EoCoE webinar: “The A64FX processor: Understanding streaming kernels and sparse matrix-vector multiplication”

For anyone who is interested in current processor architectures, this webinar may be of interest. It addresses the streaming kernels and sparse matrix-vector multiplication on the A64FX processor.

Attendance is free for everyone. Please register using the link given below.

Title: “The A64FX processor: Understanding streaming kernels and sparse matrix-vector multiplication”

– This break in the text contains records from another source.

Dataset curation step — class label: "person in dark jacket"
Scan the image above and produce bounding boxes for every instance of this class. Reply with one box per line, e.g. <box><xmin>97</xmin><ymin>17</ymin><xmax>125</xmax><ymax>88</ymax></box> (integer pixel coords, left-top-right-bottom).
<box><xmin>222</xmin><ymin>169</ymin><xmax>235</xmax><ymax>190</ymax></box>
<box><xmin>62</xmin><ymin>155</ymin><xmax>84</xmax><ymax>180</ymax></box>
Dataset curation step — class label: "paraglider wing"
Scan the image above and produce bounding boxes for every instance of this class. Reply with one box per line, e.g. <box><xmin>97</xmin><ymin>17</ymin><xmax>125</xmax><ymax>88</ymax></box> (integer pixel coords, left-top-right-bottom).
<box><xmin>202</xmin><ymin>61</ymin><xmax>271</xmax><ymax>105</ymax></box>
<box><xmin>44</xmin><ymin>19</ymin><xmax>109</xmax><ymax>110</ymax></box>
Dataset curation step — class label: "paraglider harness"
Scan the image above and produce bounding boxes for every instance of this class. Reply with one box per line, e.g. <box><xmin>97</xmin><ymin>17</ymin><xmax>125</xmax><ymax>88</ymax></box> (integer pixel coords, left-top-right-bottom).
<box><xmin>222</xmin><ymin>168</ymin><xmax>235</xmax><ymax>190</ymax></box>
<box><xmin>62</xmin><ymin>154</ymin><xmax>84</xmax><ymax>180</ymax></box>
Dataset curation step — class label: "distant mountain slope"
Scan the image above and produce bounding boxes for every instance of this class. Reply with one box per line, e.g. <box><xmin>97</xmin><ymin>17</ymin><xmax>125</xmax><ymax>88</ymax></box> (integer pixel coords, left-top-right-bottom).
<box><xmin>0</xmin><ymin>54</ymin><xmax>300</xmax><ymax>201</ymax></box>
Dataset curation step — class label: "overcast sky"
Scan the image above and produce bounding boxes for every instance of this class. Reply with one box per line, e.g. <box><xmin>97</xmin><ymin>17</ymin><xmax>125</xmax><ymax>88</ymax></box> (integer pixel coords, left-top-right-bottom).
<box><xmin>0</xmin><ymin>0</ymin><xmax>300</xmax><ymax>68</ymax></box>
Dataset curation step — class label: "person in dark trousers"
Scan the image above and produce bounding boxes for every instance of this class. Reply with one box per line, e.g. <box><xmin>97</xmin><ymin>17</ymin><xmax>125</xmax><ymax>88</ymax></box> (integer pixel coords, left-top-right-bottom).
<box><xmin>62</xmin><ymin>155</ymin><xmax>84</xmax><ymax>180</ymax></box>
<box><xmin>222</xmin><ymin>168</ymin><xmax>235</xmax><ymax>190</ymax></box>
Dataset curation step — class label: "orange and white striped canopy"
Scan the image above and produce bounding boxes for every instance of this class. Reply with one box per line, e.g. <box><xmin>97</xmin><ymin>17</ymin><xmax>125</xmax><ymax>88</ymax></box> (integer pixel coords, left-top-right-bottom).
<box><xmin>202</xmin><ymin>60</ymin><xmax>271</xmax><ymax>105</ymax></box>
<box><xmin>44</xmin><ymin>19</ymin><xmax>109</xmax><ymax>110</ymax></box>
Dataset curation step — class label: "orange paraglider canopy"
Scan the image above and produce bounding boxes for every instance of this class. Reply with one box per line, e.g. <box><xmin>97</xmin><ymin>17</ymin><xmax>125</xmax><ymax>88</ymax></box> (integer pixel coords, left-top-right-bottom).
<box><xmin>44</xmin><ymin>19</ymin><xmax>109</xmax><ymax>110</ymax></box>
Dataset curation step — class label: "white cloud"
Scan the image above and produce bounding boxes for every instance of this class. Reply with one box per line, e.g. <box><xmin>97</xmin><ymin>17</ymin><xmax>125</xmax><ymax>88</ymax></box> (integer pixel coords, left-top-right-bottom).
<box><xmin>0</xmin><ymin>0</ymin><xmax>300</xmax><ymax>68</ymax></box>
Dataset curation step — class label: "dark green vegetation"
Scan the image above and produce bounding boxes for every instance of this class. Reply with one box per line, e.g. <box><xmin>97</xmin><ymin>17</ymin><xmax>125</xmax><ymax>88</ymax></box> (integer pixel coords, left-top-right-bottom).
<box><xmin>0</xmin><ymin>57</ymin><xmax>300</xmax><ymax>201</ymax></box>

Date: 2020-11-18, 10:00 a.m.


– Christie L. Alappat, Erlangen Regional Computing Center (RRZE), PhD student in the group of Prof. G. Wellein

– Dr. Georg Hager, Erlangen Regional Computing Center (RRZE), Senior researcher in the HPC division at RRZE

Registration URL: https://attendee.gotowebinar.com/register/3926945771611115789


The A64FX CPU powers the current #1 supercomputer on the Top500 list. Although it is a traditional cache-based multicore processor, its peak performance and memory bandwidth rival accelerator devices. Generating efficient code for such a new architecture requires a good understanding of its performance features. Using these features, the Erlangen Regional Computing Center (RRZE) team will detail how they construct the Execution-Cache-Memory (ECM) performance model for the A64FX processor in the FX700 supercomputer and validate it using streaming loops. They will describe how the machine model points to peculiarities in the microarchitecture to keep in mind when optimizing applications, and how, applying the ECM model to sparse matrix-vector multiplication (SpMV), they motivate why the CRS matrix storage format is inappropriate and how the SELL-C-sigma format can achieve bandwidth saturation for SpMV. In this context, they will also look into some code optimization strategies that are relevant for A64FX and compare SpMV performance with AMD Rome, Intel Cascade Lake and NVIDIA V100.